The Burge court relies on Webster v. Superior Court (1988) 46 Cal.3d 338, 344 [250 Cal.Rptr. 268, 758 P.2d 596], and Love v. Superior Court (1990) *317226 Cal.App.3d 736, 745 [276 Cal.Rptr. 660], to justify its expanded reading of section 23152. Both cases stand for the proposition that courts will look beyond the literal words of a statute when their plain meaning leads to results which are inconsistent with the intent of the legislators. Here, the language of section 23152 does not conflict with the purpose of the legislation; it merely limits its application. Thus, on the basis of the clear language of the statute, its legislative history and inapplicability of Webster and Love, I find the section 23152 presumption unavailable in administrative hearings.
A petition for a rehearing was denied December 23, 1992, and respondent’s petition for review by the Supreme Court was denied March 18, 1993.
All statutory references are to the Vehicle Code.
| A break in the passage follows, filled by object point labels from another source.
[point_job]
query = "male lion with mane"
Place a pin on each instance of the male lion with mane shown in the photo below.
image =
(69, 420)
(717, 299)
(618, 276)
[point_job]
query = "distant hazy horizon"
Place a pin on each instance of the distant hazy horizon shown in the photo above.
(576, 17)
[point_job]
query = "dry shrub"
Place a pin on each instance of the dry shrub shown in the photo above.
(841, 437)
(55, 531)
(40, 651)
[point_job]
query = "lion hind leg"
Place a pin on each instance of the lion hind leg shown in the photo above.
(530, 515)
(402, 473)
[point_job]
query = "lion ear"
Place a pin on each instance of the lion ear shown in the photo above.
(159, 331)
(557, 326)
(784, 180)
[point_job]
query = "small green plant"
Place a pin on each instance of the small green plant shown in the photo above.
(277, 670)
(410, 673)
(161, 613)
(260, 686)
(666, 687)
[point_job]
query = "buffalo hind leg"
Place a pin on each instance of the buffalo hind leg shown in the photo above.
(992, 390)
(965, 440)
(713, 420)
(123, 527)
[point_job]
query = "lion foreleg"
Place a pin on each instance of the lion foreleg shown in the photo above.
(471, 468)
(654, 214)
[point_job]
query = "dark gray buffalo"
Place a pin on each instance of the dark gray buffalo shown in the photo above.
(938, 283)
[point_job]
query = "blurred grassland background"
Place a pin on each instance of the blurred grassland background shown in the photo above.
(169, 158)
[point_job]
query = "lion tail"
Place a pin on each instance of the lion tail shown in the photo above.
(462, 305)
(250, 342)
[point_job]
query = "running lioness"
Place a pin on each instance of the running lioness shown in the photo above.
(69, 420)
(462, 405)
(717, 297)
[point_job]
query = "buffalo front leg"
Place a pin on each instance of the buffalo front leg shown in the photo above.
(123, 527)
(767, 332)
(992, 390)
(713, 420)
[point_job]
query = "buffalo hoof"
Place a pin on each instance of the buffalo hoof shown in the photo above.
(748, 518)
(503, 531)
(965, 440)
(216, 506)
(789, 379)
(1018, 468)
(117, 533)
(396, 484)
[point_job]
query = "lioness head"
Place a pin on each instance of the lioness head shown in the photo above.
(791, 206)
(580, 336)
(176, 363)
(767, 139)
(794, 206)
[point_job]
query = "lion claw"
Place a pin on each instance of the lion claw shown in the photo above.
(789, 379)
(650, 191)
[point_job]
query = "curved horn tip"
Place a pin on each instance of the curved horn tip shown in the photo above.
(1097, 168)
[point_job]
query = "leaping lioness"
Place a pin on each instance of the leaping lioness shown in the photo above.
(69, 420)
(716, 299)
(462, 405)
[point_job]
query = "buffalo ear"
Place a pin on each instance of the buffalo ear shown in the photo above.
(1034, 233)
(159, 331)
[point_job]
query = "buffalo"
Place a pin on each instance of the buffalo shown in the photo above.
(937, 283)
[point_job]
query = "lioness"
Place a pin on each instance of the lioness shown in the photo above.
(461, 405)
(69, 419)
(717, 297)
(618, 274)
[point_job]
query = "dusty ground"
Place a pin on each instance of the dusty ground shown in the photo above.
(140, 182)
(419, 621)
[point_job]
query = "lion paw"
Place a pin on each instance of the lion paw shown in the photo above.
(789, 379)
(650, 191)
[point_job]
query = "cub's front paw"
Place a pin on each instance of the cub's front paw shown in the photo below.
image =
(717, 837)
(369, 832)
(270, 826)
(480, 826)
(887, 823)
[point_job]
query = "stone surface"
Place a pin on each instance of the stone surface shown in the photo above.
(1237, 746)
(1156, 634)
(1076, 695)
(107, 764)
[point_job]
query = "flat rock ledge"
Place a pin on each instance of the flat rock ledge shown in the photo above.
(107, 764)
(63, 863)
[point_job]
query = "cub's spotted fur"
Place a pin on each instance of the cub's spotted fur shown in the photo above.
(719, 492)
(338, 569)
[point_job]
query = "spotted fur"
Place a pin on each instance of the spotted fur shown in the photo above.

The proposed amendment in no way claimed to be a mere clarification of existing law. (See Tyler v. State of California (1982) 134 Cal.App.3d 973, 977, fn. 2 [185 Cal.Rptr. 49].) The Legislative Counsel’s Digest which accompanied the bill stated: “Existing law prohibits driving a motor vehicle under the influence of an alcoholic beverage or drug, or both, and creates a rebuttable presumption that the driver had more than the permissible amount of alcohol in the blood if a chemical test of the blood, breath, or urine performed within 3 hours of the driving shows a blood alcohol concentration of more than the permissible limit, [f] This bill would make this rebuttable presumption applicable also in an administrative hearing.” (Legis. Counsel’s Dig., Sen. Bill No. 1186 (1991-1992 Reg. Sess.).)